Я посмотрел на его глаза — красные в свете костра, как сердолики, — и решился. Показал ему бок… Он был быстр и едва не достал меня, но я отскочил, поднял щит, — будто для защиты, — так что ему не было видно мою правую руку, и в тот же миг бросил копье. Но он, как видно, знал этот трюк, — копье пришлось по щиту. Бросок был такой, что наконечник пробил двойную бычью шкуру и застрял в ней; он не мог высвободить щит, — пришлось бросить, — но у него осталось копье против моего меча.

Он пошел на меня, нанося быстрые короткие уколы, и мне приходилось отбивать их не только щитом, но и мечом, — клинок сразу же затупился, — а достать его я не мог никак, и он отжимал меня.
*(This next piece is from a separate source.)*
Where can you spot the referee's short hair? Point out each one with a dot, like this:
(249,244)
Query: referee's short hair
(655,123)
За спиной что-то ударило в землю, похоже на камень; потом еще и еще… Значит, в конце концов они от меня отвернулись, я всегда был для них чужим!.. И в этот момент, отступив еще на шаг, я увидел, что это было: вокруг меня, там и сям, в земле торчали три копья, так что их сразу можно было взять наизготовку.

Убирать меч в ножны было некогда, я воткнул его в землю и подхватил одно из копий. Ксантий посмотрел на меня с горечью: ему никто не подал щита. Он готовился к броску — я бросил первым. Копье вошло ему меж ребер, он уронил свое и упал. Скатился шлем, вокруг по земле рассыпались спутанные рыжие волосы… Волосы точь-в-точь, как у нее.
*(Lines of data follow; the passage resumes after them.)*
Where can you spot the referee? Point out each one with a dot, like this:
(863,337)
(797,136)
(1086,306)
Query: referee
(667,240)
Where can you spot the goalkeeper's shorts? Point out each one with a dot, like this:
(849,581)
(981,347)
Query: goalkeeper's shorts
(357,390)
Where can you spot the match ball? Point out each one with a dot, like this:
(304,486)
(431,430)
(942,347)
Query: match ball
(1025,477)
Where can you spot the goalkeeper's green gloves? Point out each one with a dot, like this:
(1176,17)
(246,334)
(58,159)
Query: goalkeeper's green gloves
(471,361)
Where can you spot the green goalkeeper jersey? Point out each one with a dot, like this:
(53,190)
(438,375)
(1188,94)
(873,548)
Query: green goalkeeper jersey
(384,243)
Вокруг него собрались его офицеры; один спросил, не выдернуть ли копье…

— Нет, — сказал он, — вместе с копьем выйдет душа. Позовите Керкиона.

Я подошел и встал над ним. Видно было, что рана его смертельна, и я больше не имел на него зла. Он заговорил:

— Оракул сказал верно… Ты и есть кукушонок, без сомнения…

Лицо у него было растерянное, будто у маленького мальчика. Он потрогал копье, торчавшее в боку, — кто-то держал древко на весу, чтобы ему было не так больно, — потрогал и спросил:

— Почему они это сделали? Что они выиграли?

Наверно он имел в виду мою долю добычи, которую раздали бы, если бы он победил.

— Наш конец предначертан с начала, — сказал я, — скоро придет и мой час.

— А мой уже пришел, — он говорил спокойно, но горько. На это нечего было ответить, я промолчал, а он долго глядел мне в лицо. Потом я вспомнил:

— Скажи, как похоронить тебя, что положить с тобой в могилу?

Он удивился:

— Так ты собираешься меня хоронить?

— Конечно, — говорю, — как же иначе? Я получил свое, а боги ненавидят тех, кто переходит границы. Скажи, чего ты хочешь, я все сделаю.

Я решил, он задумался и скажет что-нибудь; но после долгой паузы он не ответил мне, а воскликнул:

— Не могут люди противостоять Бессмертным! Тащите копье!..

Офицер рванул древко, и душа вышла из Ксантия вместе с ним.

Я приказал омыть его и уложить на носилки и выставил возле него стражу против хищных зверей… Из всех его вещей я взял лишь два меча, — он хорошо сражался и был из царского рода, — а его добычу разделили, как было условлено. И те из его людей, кому по жребию что-то досталось, получая свою долю, салютовали мне. Потом подошла пора быков, что заждались на вертелах… Пилай из-за раны своей скоро ушел. Я тоже не стал задерживаться за питьем; мне хотелось забрать в постель мою девушку, пока еще разгорячен боем.

Она оказалась хороша и хорошо воспитана… Пират утащил ее с берега Коса — она агаты собирала на ожерелье — и продал в Коринф, Филоной ее звали. Раны мои не кровоточили больше, но она все равно не хотела ложиться, пока не перевяжет их. Это была первая моя девушка — моя собственная, — и я хотел было показать ей с самого начала, кто хозяин, — но в конце концов дал ей волю. До конца жизни ее не прогонят из моего дома, и ни разу я не предложил ее гостю без ее согласия — так пообещал я ей в ту нашу первую ночь… И оба ее старших сына были от меня: Итфей, корабельщик, и Евген, начальник дворцовой стражи.